Still no workable chorus ideas.  On to the beginning of the last verse.  It used to be:

"The evidence is in
Screaming, 'don't you get it?'
Take it for a spin
It's easy if you let it"

I liked the first line, which sees emotion intellectually in terms of "evidence."  The second line was a little condescending, and the fourth didn't make sense.  (What is easy if you let what?)  So I replaced them:

"The evidence is in
You haven't even read it
Take it for a spin
Or you can just forget it
Don't say no
Just let go"

All the answers
Okay, now it was do or die.  Time for a strong title and chorus.  I started playing with sound-alike rhymes for "weakness."  I made an internal rhyme:

"Cause too much thinking is our one true weakness
Temporary sweetness [something that rhymes with 'A']"

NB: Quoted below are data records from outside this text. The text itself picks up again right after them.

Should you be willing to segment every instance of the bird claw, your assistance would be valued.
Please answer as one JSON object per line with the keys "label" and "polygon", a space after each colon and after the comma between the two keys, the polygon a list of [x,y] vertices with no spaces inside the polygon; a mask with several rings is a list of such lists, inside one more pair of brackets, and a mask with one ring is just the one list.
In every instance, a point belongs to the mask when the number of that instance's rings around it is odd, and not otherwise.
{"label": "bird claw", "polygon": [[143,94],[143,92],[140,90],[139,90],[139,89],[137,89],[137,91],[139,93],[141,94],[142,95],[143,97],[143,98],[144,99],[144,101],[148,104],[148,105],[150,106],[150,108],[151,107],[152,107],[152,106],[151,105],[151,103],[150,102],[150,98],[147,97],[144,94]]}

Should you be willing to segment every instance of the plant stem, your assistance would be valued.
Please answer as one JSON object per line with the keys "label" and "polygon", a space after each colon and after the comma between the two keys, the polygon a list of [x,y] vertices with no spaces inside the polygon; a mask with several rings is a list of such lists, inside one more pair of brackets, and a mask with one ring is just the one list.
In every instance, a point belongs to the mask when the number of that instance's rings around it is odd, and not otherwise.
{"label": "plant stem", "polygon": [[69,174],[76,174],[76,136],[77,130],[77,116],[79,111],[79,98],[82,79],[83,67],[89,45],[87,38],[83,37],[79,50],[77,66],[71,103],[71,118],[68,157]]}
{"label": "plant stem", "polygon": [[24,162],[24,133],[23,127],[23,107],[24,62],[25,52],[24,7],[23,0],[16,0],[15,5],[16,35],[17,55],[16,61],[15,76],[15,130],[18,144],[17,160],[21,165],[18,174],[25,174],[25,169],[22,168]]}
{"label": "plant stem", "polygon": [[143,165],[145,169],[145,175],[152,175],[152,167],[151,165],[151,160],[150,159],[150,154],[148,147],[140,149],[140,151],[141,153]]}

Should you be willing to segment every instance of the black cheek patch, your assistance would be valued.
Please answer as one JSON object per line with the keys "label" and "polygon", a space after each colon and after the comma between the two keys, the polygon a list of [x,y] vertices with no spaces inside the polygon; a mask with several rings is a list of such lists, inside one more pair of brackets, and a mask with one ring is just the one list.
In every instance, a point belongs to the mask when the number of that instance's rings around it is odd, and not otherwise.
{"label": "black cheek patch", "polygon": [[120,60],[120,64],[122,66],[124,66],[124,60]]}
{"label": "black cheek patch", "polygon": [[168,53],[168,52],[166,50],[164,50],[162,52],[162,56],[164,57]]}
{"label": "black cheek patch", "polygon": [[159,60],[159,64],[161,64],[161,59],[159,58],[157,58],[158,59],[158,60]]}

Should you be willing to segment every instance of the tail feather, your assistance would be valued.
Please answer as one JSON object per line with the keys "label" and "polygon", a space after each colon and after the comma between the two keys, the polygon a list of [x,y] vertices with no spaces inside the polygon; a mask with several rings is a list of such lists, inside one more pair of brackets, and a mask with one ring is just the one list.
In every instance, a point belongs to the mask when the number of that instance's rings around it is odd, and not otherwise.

I would replace the scratch line in brackets later.  I knew I wanted an "A" rhyme, because I was working with a later line that I eventually threw out.  Soon, I came up with:

"Cause too much thinking is our one true weakness
Temporary sweetness slips away
And fear of losing is your ____ secret."

'Fear of losing' can be seen either as the fear of not winning or more subtly as the fear of losing something or someone.  Next, I started writing down adjectives and adjective phrases to fill in the blank.  After several substitutions, I wrote down "deep dark secret."  I liked it, but I didn't think it sounded original enough.  I knew based on my working melody that if I got this line right, these last few words might be the title of the song.  How about "Big Dark Secret?"  I liked it better because it was a bit less familiar, but traded on its similarity to "deep dark secret."  Also it was just as mysterious, but the innocence of the word "Big" made it less heavy.

For the last line, I added something I had tried in one of my earlier rejected choruses:

"Wise up or you'll give yourself away."

I don't like the double use of the word "away" as a rhyme, but it sings well, and "give yourself away" refers to giving away one's secret or one's plans.  It also refers back to the "fear of losing."